Stock market crash: First data on economy shows massive decline
San José, CA – The fall in stock prices gained speed on Wall Street on Monday, March 16. By the closing bell, U.S. stocks had the largest drop since the crash in October 1987, with prices down almost 13%. The headline Dow Jones Industrial Average fell 3000 points to end just above 20,000, while the tech-heavy NASDAQ fell almost 1000 points. A circuit breaker kicked in within minutes of the market opening as the broad S&P 500 fell 7%. This led to a short-lived attempt to bounce back but in the end, stocks were just short of another trading halt at 13% down.

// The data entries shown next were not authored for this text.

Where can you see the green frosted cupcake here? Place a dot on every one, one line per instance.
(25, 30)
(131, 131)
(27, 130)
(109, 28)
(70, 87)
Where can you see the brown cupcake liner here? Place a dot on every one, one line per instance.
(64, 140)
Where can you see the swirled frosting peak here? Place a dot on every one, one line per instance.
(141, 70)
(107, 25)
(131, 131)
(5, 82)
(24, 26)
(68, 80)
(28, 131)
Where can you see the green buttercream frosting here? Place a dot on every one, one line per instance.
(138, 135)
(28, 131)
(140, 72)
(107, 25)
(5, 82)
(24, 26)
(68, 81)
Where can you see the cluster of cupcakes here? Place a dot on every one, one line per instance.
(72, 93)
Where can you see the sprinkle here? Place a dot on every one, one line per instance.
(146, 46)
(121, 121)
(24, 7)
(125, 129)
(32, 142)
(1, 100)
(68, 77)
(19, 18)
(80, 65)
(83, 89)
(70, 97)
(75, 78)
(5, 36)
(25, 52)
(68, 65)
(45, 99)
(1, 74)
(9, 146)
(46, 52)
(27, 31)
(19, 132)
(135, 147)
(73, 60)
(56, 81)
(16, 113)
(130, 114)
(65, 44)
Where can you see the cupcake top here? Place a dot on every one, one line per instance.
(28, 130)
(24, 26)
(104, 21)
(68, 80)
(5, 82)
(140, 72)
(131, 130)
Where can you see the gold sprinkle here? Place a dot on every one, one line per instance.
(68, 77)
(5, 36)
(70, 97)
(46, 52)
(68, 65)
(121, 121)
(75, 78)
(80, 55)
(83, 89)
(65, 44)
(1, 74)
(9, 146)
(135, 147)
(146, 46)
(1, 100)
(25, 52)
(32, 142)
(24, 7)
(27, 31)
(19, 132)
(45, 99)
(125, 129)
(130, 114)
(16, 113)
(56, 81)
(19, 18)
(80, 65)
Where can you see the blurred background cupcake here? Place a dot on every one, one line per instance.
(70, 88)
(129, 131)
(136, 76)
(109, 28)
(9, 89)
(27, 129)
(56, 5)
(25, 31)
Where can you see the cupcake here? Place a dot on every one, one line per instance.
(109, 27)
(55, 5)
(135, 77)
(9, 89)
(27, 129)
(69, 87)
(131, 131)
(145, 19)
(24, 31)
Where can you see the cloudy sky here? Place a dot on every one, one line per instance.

Stocks plummeted despite the Federal Reserve action Sunday night, the biggest since the financial crisis. Interest rates were cut by a full percentage point while the Fed restarted its longer term bond-buying program known as Quantitative Easing, or QE, to the tune of $700 billion in longer term U.S. government bonds and mortgage-backed bonds. But growing signs of economic collapse, the growing numbers of U.S. infections (up to almost 4500), and the continuing empty promises and evasion of responsibility out of Trump administration overwhelmed the desperate Fed action.

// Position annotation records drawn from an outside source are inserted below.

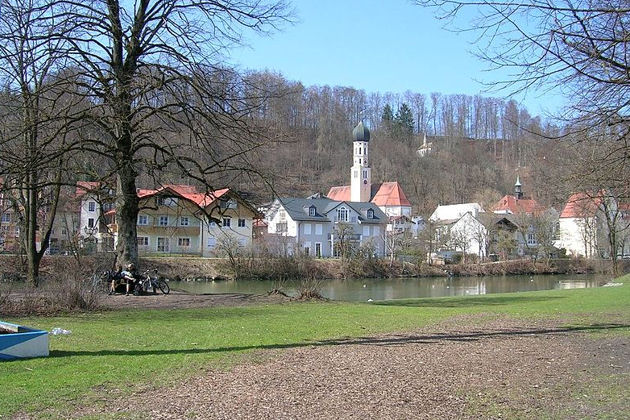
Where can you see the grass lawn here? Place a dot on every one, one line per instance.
(128, 349)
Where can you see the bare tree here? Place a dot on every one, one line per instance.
(581, 48)
(36, 119)
(159, 100)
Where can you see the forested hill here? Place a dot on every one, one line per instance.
(479, 143)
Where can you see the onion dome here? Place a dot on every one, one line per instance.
(361, 133)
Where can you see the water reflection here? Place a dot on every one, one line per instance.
(387, 289)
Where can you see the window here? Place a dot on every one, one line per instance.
(531, 239)
(163, 245)
(342, 214)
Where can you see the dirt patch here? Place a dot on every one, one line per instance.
(498, 368)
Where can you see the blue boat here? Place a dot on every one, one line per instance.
(19, 342)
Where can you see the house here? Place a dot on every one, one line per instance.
(426, 148)
(388, 196)
(585, 223)
(176, 219)
(93, 200)
(517, 203)
(319, 226)
(466, 234)
(453, 212)
(533, 225)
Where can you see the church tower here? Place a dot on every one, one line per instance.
(360, 173)
(518, 188)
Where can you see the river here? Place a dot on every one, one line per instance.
(362, 290)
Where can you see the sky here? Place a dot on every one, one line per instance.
(378, 46)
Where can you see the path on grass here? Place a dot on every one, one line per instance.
(499, 368)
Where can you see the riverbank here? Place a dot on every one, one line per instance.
(486, 356)
(191, 269)
(196, 268)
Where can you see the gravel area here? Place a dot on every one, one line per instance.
(498, 368)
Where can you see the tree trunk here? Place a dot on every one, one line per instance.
(127, 215)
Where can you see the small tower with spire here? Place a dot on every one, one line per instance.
(518, 188)
(360, 173)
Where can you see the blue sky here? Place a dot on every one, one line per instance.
(378, 46)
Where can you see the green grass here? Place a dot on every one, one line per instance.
(129, 349)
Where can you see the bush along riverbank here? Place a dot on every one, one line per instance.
(312, 268)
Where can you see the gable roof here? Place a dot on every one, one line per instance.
(511, 204)
(385, 194)
(297, 208)
(581, 205)
(187, 192)
(453, 212)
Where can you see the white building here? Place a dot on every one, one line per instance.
(388, 196)
(316, 226)
(453, 212)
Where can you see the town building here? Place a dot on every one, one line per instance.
(388, 196)
(180, 220)
(320, 226)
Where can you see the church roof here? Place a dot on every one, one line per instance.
(385, 194)
(513, 205)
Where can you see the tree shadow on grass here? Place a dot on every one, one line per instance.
(467, 302)
(389, 340)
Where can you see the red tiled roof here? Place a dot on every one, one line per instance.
(341, 193)
(581, 205)
(84, 187)
(385, 194)
(390, 194)
(186, 191)
(516, 206)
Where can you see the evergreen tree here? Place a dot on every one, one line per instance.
(404, 120)
(388, 115)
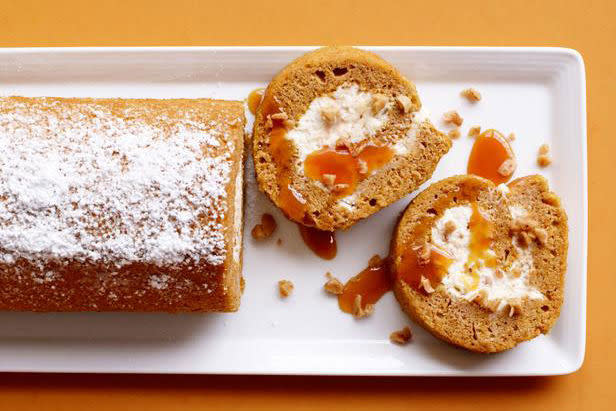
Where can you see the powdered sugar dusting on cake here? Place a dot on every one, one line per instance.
(86, 183)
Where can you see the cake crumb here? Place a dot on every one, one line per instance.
(526, 230)
(481, 297)
(452, 117)
(333, 285)
(358, 310)
(265, 229)
(401, 337)
(425, 284)
(550, 198)
(507, 168)
(515, 307)
(404, 103)
(375, 261)
(378, 103)
(329, 114)
(474, 131)
(455, 133)
(285, 288)
(471, 95)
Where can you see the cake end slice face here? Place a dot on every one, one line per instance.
(339, 135)
(482, 266)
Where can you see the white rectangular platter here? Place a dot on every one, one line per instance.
(538, 93)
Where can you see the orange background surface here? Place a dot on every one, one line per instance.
(587, 26)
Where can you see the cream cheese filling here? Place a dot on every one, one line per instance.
(354, 121)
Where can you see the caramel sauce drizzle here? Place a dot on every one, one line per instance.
(347, 168)
(489, 151)
(371, 283)
(322, 243)
(409, 268)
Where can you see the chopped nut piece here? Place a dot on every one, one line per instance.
(329, 114)
(423, 254)
(452, 117)
(425, 284)
(375, 261)
(401, 337)
(333, 285)
(265, 229)
(358, 310)
(550, 199)
(515, 307)
(329, 180)
(544, 160)
(285, 288)
(279, 116)
(450, 227)
(481, 297)
(471, 95)
(507, 167)
(362, 166)
(528, 230)
(474, 131)
(378, 103)
(404, 103)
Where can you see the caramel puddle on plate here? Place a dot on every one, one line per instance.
(371, 283)
(489, 151)
(411, 270)
(322, 243)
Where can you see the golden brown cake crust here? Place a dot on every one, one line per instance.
(468, 324)
(320, 73)
(147, 273)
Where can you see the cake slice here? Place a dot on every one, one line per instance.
(339, 135)
(120, 204)
(482, 266)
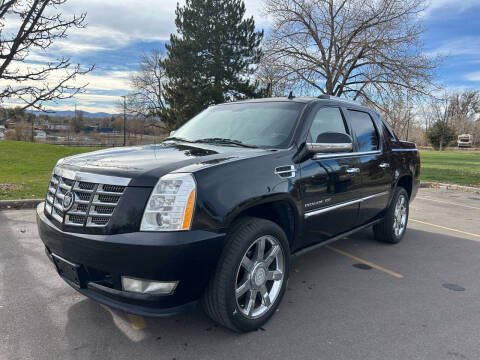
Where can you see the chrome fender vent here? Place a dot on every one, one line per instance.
(286, 171)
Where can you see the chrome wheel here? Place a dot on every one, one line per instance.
(400, 215)
(259, 277)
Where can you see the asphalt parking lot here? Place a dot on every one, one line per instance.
(356, 299)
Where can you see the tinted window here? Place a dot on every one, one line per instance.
(264, 124)
(327, 120)
(362, 126)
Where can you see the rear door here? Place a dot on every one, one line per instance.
(374, 164)
(330, 182)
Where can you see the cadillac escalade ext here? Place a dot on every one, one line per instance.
(214, 213)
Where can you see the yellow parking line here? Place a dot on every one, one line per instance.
(369, 263)
(138, 322)
(448, 202)
(444, 227)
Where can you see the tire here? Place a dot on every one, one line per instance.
(249, 278)
(392, 228)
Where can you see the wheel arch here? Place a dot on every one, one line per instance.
(405, 181)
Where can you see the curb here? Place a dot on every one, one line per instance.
(435, 185)
(19, 204)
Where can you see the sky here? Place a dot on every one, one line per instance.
(119, 31)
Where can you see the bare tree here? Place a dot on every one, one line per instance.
(355, 48)
(37, 25)
(399, 111)
(148, 83)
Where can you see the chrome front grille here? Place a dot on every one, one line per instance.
(93, 203)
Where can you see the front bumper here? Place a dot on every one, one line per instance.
(189, 257)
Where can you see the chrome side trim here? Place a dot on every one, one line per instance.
(338, 206)
(326, 156)
(401, 150)
(330, 147)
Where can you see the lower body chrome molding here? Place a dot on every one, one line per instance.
(338, 206)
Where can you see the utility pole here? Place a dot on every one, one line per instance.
(124, 119)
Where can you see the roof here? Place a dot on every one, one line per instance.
(300, 99)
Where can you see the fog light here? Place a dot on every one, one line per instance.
(148, 286)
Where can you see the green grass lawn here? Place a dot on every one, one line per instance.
(26, 167)
(452, 167)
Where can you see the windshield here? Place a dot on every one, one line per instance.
(265, 124)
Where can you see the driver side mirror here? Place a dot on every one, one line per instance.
(331, 142)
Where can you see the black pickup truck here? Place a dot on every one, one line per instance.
(215, 212)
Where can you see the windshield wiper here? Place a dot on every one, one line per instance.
(224, 141)
(178, 139)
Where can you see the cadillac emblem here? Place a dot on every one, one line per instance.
(68, 201)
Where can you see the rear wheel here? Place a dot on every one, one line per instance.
(393, 226)
(251, 276)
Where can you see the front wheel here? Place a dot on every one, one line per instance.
(251, 276)
(392, 228)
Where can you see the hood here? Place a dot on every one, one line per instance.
(145, 164)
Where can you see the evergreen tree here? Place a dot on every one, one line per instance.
(211, 59)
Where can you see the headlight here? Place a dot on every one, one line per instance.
(170, 206)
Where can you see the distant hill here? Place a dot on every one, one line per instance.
(72, 113)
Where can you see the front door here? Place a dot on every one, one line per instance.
(330, 182)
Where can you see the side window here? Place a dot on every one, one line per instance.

One of first official reports on the economy was horrible and much worse than mainstream economists expected. The New York Federal Reserve (one of 12 regional banks making up the Fed) Empire State Manufacturing Survey plummeted 34 points to a -21.5, showing a drop in that sector not seen since 2009. The negative reading shows a significant drop in manufacturing businesses. While a few industries such as grocery stores, pharmacies and deliveries will hold up or even do better, many others will do much worse.